De hash voor de pakketten die ze vanaf een distributiepunt downloaden valideren clients niet.
Beveiliging Opmerking |
---|
De ignoreSHA256validation optie kunt u de client for UNIX- en Linux-computers in een minder veilige modus wordt uitgevoerd.Dit is bedoeld voor gebruik op oudere platforms die geen ondersteuning voor SHA-256 bevat.Dit is een beveiliging opheffen en niet door Microsoft wordt aanbevolen, maar wordt ondersteund voor gebruik in een datacenteromgeving veilig en vertrouwd. |
Wanneer de Configuration Manager -client voor Linux- en UNIX wordt geïnstalleerd, het script voor installatie controleert de versie van het besturingssysteem.Standaard als de versie van het besturingssysteem is geïdentificeerd als hoeven vrijgegeven zonder een versie van OpenSSL die SHA-256, de installatie van ondersteunt de Configuration Manager client is mislukt.

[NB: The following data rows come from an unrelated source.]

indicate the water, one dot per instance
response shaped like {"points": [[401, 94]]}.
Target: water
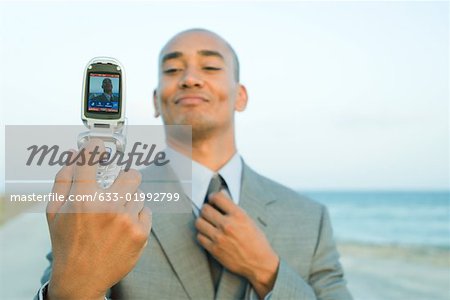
{"points": [[394, 218]]}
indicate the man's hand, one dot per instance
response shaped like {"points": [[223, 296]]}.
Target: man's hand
{"points": [[237, 243], [93, 251]]}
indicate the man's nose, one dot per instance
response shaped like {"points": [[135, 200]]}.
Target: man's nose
{"points": [[191, 78]]}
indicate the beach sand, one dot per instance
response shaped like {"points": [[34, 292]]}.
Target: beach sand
{"points": [[372, 272], [395, 272]]}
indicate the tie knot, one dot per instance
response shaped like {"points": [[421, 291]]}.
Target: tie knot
{"points": [[216, 184]]}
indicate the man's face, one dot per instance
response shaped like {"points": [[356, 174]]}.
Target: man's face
{"points": [[107, 85], [197, 85]]}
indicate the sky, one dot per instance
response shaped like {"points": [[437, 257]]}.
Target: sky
{"points": [[342, 95]]}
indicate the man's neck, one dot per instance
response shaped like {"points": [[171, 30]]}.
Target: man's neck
{"points": [[212, 153]]}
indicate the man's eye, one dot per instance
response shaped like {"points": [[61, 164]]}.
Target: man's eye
{"points": [[209, 68]]}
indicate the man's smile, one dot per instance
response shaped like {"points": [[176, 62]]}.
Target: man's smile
{"points": [[190, 100]]}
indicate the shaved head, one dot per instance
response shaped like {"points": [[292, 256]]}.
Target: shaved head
{"points": [[234, 56]]}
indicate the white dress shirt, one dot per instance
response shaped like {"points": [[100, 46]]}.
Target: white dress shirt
{"points": [[231, 173]]}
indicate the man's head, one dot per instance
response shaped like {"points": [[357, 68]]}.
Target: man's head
{"points": [[199, 83], [107, 85]]}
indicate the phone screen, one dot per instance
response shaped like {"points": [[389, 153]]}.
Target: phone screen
{"points": [[104, 93]]}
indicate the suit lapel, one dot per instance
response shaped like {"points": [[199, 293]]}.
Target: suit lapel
{"points": [[253, 200], [176, 234]]}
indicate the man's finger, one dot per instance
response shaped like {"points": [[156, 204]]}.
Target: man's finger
{"points": [[61, 186], [145, 219], [86, 166], [126, 182], [134, 206], [222, 202]]}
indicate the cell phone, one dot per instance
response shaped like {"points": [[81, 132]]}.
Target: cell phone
{"points": [[103, 112], [103, 96]]}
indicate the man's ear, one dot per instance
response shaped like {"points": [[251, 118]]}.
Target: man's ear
{"points": [[242, 99], [156, 104]]}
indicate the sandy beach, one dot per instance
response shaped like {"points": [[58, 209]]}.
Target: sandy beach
{"points": [[373, 272]]}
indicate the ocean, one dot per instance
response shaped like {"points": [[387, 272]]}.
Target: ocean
{"points": [[389, 218]]}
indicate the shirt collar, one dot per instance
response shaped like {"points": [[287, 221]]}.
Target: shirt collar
{"points": [[231, 172]]}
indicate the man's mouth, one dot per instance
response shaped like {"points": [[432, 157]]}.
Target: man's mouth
{"points": [[190, 100]]}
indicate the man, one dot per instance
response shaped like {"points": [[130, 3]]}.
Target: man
{"points": [[107, 95], [253, 239]]}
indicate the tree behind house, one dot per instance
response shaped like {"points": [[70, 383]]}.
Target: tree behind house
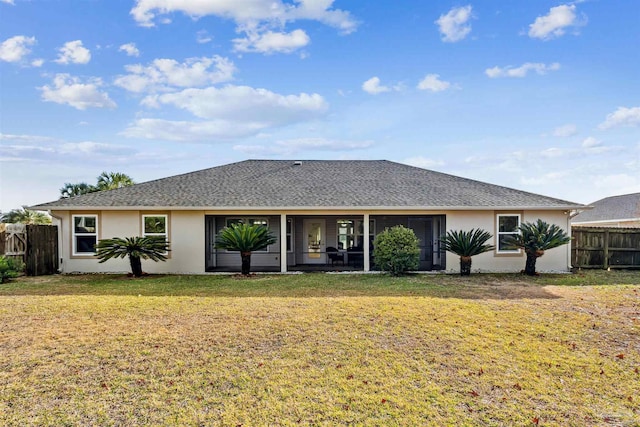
{"points": [[25, 216], [466, 244], [246, 239], [136, 248], [536, 238]]}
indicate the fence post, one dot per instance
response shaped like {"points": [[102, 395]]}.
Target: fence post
{"points": [[605, 261]]}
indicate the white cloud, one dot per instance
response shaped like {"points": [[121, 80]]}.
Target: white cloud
{"points": [[552, 152], [454, 25], [547, 178], [622, 182], [36, 147], [294, 146], [164, 73], [590, 142], [522, 70], [555, 22], [130, 49], [623, 116], [184, 130], [565, 130], [243, 103], [433, 83], [374, 87], [271, 42], [73, 53], [203, 36], [423, 162], [252, 12], [70, 90], [228, 112], [15, 48]]}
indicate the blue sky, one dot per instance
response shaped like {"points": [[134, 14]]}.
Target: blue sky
{"points": [[539, 95]]}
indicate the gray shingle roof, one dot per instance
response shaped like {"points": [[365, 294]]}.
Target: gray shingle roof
{"points": [[311, 184], [626, 206]]}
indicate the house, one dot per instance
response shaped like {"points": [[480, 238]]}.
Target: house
{"points": [[615, 211], [314, 207]]}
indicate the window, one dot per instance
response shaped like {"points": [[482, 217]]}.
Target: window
{"points": [[85, 234], [289, 235], [350, 233], [154, 225], [507, 225], [250, 221]]}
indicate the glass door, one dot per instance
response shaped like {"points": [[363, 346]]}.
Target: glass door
{"points": [[314, 241]]}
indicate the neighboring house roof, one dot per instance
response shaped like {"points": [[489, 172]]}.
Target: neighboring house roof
{"points": [[255, 184], [616, 208]]}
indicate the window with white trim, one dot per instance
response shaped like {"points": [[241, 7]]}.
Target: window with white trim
{"points": [[85, 234], [289, 235], [507, 226], [155, 225], [250, 221]]}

Voor het installeren van de Configuration Manager client op Linux- en UNIX-besturingssystemen die u hebt niet de release met een versie van OpenSSL die SHA-256 ondersteunt, moet u de installatie-opdrachtregel switch ignoreSHA256validation.Als u deze optie vanaf de opdrachtregel op een toepasselijke UNIX- of Linux-besturingssysteem, de Configuration Manager client wordt SHA-256 validatie overslaan en na de installatie, de client wordt niet worden gebruikt SHA-256 aanmelding gegevens deze sitesystemen verzonden met behulp van HTTP.Zie voor meer informatie over het configureren van Linux- en UNIX-clients voor gebruik van certificaten Planning voor beveiliging en certificaten voor Linux- en UNIX-Servers in dit onderwerp.Zie voor meer informatie over het SHA-256 vereisen, de Configureer ondertekening en versleuteling sectie de Beveiliging configureren voor Configuration Manager onderwerp.
Notitie
De optie vanaf de opdrachtregel ignoreSHA256validation wordt genegeerd op computers met een versie van Linux- en UNIX die uitgebracht met versies van OpenSSL die SHA-256 ondersteunen.